Soba Noodle Salad
Ingredients:
120ml rice vinegar
40g caster sugar
½ tsp salt
2 garlic cloves, crushed
½ fresh red chilli, finely chopped
1 tsp toasted sesame oil
grated zest and juice of 1 lime
220ml sunflower oil
2 aubergines, cut into 2cm dice
250g soba noodles
1 large ripe mango, cut into 1cm dice or into 5mm thick strips
40g basil leaves, chopped (if you can get some use Thai basil, but much less of it)
40g coriander leaves, chopped
½ red onion, very thinly sliced
Method:
warm the vinegar, sugar and salt for up to 1 minute in a small pan, just until the sugar dissolves. remove from the heat and add the garlic, chile, and sesame oil. allow to cool, then add the lime zest and juice.
heat up the sunflower oil in a large pan and shallow-fry the eggplant in three or four batches. once golden brown, remove to a colander, sprinkle liberally with salt and leave to drain.

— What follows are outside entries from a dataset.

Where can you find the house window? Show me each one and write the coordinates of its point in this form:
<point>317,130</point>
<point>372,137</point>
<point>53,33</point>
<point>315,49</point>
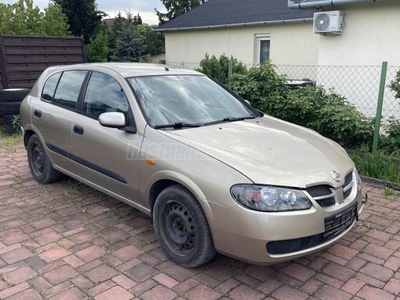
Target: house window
<point>263,48</point>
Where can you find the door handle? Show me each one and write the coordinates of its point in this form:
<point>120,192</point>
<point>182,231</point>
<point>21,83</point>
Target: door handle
<point>78,129</point>
<point>37,113</point>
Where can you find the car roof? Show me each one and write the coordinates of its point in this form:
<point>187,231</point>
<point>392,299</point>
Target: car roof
<point>130,69</point>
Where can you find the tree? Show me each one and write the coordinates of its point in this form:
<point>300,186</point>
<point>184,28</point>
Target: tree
<point>55,22</point>
<point>83,17</point>
<point>24,19</point>
<point>153,40</point>
<point>129,45</point>
<point>176,8</point>
<point>97,50</point>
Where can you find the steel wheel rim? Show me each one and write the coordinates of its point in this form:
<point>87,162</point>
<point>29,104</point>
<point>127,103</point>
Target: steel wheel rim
<point>38,160</point>
<point>178,228</point>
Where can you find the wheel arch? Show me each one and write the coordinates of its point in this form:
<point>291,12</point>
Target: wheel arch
<point>160,181</point>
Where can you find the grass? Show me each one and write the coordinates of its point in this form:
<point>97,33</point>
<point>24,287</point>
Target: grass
<point>8,141</point>
<point>377,165</point>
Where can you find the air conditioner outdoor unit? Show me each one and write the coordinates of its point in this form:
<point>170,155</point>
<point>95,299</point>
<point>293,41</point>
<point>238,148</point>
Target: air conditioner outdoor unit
<point>328,22</point>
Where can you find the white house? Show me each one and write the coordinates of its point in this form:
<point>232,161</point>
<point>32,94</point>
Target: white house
<point>254,31</point>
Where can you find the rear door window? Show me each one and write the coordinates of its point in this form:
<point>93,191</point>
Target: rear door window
<point>68,88</point>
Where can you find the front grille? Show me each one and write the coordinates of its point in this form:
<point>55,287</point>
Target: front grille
<point>334,226</point>
<point>325,196</point>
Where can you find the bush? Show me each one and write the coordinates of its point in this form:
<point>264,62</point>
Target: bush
<point>219,68</point>
<point>326,112</point>
<point>389,142</point>
<point>395,85</point>
<point>263,87</point>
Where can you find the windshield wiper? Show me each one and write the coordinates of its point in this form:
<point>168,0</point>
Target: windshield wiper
<point>230,119</point>
<point>177,125</point>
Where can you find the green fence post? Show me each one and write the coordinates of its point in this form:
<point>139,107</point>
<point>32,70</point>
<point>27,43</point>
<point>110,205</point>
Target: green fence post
<point>230,70</point>
<point>379,107</point>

cook the noodles in boiling salted water, stirring occasionally. (they should take 5 to 8 minutes to become tender but still al dente.) drain and rinse well under cold water. shake off as much of the excess water as possible, then leave to dry on a dish towel.
in a large bowl, toss the noodles with the dressing, mango, eggplant, half of the herbs and the onion. You can now leave this aside for 1 to 2 hours.
when ready to serve add the rest of the herbs and mix well, then pile on a plate or in a bowl.